By this I mean it's important to understand the landscape of the hardware systems you're seeking to displace. Is the market dominated by a single large player or fragmented? What's the typical sales cycle for your category and how frequently do providers buy new systems? What's the current price point, and where do you think you could come in?

For Virgo, we looked at the GI endoscopy marketplace and saw a US market dominated by a single player — Olympus. The sales cycle for endoscopy equipment can be a multi-year endeavor, with hospitals buying new equipment every 5+ years and endoscopy centers often holding onto their equipment even longer. A new endoscopy video processing tower is priced in the low hundreds of thousands of dollars, and the actual endoscopes are priced in the high tens of thousands of dollars.

One major goal with Virgo was to capture an ever increasing share of endoscopy video data. We judged these market dynamics to be fairly hostile to a new endoscopy upstart capturing significant market share in a reasonable period of time. In fact, several companies have attempted to displace Olympus with new scope technology, and none have succeeded.

Difficulty of underlying technology

In general, hardware systems with "easier" underlying tech are more amenable to a build-your-own strategy. As the tech gets harder, there is simply more risk in getting the product to market. You might be able to build the best software layer for an endoscopy system, but if you can't build a proper endoscope, your system won't stand a chance.

On this dimension, we also judged endoscopy to be a very challenging space. There is actually an incredible amount of engineering know-how that goes into an endoscope. A flexible endoscope involves steerable components, fiber optics, imaging sensors, and working channels for irrigation, suction, and instrumentation. All of this must fit into a tube that's about 10mm in diameter. To make matters worse, modern endoscopes are reusable, meaning they must be able to tolerate extreme temperature, pressure, and chemical exposure associated with sterilization processes.

Benefits of tech-enabled hardware

This is somewhat obvious, but another important factor is whether or not your tech-enabled solution will actually be sufficient for adoption of your solution. Again in endoscopy, there have been technically enhanced solutions that failed to gain significant market traction.

Here Butterfly Network is an instructive comparison. Butterfly is an amazing company that I very much admire. They've developed a handheld ultrasound system that is compatible with mobile devices and has a serious AI layer to help aid in the actually scanning and diagnostic process. I think it's clear that they have executed the build-your-own strategy very effectively and are now being rewarded for it.

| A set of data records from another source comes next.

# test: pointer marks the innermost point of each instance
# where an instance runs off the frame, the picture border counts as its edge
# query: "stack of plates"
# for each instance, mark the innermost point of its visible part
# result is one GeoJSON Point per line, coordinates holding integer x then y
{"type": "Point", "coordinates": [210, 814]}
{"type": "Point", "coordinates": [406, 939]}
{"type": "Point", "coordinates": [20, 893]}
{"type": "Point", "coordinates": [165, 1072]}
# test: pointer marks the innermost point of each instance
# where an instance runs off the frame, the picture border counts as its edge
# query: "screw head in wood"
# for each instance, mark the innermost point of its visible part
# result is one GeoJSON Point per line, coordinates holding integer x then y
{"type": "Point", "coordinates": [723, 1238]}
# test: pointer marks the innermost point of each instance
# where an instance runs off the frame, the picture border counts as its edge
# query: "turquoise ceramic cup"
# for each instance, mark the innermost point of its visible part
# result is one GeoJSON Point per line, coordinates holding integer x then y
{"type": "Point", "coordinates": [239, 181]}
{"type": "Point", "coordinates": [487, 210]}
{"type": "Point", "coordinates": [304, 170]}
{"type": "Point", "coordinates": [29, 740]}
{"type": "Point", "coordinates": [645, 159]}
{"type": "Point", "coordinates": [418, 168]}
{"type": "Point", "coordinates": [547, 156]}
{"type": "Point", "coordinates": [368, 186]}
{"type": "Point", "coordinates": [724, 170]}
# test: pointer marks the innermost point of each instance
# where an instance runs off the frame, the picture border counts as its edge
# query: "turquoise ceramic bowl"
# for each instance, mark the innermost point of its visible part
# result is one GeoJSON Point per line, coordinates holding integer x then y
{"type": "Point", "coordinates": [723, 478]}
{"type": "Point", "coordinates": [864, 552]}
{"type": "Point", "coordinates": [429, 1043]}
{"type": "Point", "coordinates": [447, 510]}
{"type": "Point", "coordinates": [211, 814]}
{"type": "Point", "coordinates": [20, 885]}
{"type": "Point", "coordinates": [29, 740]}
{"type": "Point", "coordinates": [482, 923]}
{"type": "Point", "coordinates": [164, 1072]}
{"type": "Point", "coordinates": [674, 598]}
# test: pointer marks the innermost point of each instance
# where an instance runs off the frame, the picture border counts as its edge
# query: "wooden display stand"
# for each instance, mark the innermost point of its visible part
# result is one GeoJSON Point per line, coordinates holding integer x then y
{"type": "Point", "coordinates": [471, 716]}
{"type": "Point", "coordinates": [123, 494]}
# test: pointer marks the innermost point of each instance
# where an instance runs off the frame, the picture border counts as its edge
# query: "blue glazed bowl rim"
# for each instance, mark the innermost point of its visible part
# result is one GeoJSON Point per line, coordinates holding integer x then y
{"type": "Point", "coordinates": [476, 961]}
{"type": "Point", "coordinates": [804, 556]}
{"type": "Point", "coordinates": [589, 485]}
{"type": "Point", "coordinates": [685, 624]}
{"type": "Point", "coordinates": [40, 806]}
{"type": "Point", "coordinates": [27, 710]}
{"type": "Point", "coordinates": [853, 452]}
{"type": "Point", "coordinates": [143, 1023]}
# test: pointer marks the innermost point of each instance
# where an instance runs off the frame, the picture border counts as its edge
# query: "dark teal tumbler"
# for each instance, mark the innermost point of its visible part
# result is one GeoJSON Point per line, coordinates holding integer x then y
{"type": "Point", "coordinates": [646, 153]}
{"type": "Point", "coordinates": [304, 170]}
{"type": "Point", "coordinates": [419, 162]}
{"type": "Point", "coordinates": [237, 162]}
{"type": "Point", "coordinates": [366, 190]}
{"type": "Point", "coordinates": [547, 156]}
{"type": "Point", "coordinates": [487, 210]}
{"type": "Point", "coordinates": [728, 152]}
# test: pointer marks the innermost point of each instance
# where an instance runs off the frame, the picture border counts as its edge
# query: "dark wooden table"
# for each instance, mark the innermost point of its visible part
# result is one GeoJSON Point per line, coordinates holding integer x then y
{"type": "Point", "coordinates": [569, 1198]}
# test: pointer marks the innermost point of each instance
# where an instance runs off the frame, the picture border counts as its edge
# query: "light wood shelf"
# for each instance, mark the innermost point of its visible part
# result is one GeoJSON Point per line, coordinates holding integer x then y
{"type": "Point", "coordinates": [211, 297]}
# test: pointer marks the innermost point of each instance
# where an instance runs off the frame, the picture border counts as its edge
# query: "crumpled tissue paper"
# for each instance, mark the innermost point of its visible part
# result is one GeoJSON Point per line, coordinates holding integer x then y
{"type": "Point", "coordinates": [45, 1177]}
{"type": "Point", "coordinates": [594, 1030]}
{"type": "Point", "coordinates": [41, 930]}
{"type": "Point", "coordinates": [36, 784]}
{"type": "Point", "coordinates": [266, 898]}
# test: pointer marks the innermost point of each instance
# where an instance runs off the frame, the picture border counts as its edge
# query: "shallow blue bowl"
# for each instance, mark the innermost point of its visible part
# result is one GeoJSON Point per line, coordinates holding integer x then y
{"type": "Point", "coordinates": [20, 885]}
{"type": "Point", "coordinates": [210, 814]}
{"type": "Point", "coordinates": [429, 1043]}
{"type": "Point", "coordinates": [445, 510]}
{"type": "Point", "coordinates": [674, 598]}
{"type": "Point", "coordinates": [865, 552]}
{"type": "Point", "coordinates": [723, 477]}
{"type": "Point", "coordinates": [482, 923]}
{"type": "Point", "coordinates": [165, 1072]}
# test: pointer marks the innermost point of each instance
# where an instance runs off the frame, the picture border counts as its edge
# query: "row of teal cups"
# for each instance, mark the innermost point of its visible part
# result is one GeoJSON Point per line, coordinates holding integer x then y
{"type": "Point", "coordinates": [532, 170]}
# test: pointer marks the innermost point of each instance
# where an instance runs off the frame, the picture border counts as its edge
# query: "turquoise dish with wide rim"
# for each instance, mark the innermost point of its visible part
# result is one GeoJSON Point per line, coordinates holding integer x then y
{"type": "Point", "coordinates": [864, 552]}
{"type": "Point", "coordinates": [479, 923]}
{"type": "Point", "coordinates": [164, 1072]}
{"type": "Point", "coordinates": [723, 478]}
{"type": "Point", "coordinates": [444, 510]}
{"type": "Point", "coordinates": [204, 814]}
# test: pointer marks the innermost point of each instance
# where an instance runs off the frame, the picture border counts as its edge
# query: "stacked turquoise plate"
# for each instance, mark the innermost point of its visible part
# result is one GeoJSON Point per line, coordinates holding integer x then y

Butterfly rescinds features from handheld ultrasound device, working with FDA to re-enable | MobiHealthNews

One of the key advantages for Butterfly is that their tech enabled solution is actually opening up entire new market segments for point-of-care ultrasound. Previously, POC ultrasound systems would typically be wheeled from room to room in a hospital when needed. Each hospital would have a limited number of these systems and prioritize their utilization.

Butterfly greatly expanded the market for POC ultrasound by making it handheld and adding in that AI layer. Now, nearly any doctor who may benefit from having a POC ultrasound in their day-to-day can simply carry one around. And the AI makes it easier for them to use it directly rather than require a sonographer. The whole universe for how POC ultrasound is utilized is now growing, and medical students are receiving Butterfly ultrasound systems in the same way they used to receive a stethoscope.

With Virgo, we didn't see a great analogy to endoscopy. Procedures like colonoscopy, endoscopic retrograde cholangiopancreatography (ERCP), and endoscopic ultrasound (EUS) are more "serious" procedures than POC ultrasound. They take place in dedicated endoscopy suites, and the majority of them are performed under general anesthesia. We didn't see a likely future where an AI-enabled endoscope would open up an entire new market segment for GI endoscopy, at least in the relatively near-term.

Access to capital

Ultimately, the above factors will give an entrepreneur some sense of the difficulty and time scale required to build their own hardware system, iterate to satisfaction, gain regulatory clearance/approval, and actually penetrate the market. This should provide an idea of the capital resources necessary to do all of this successfully.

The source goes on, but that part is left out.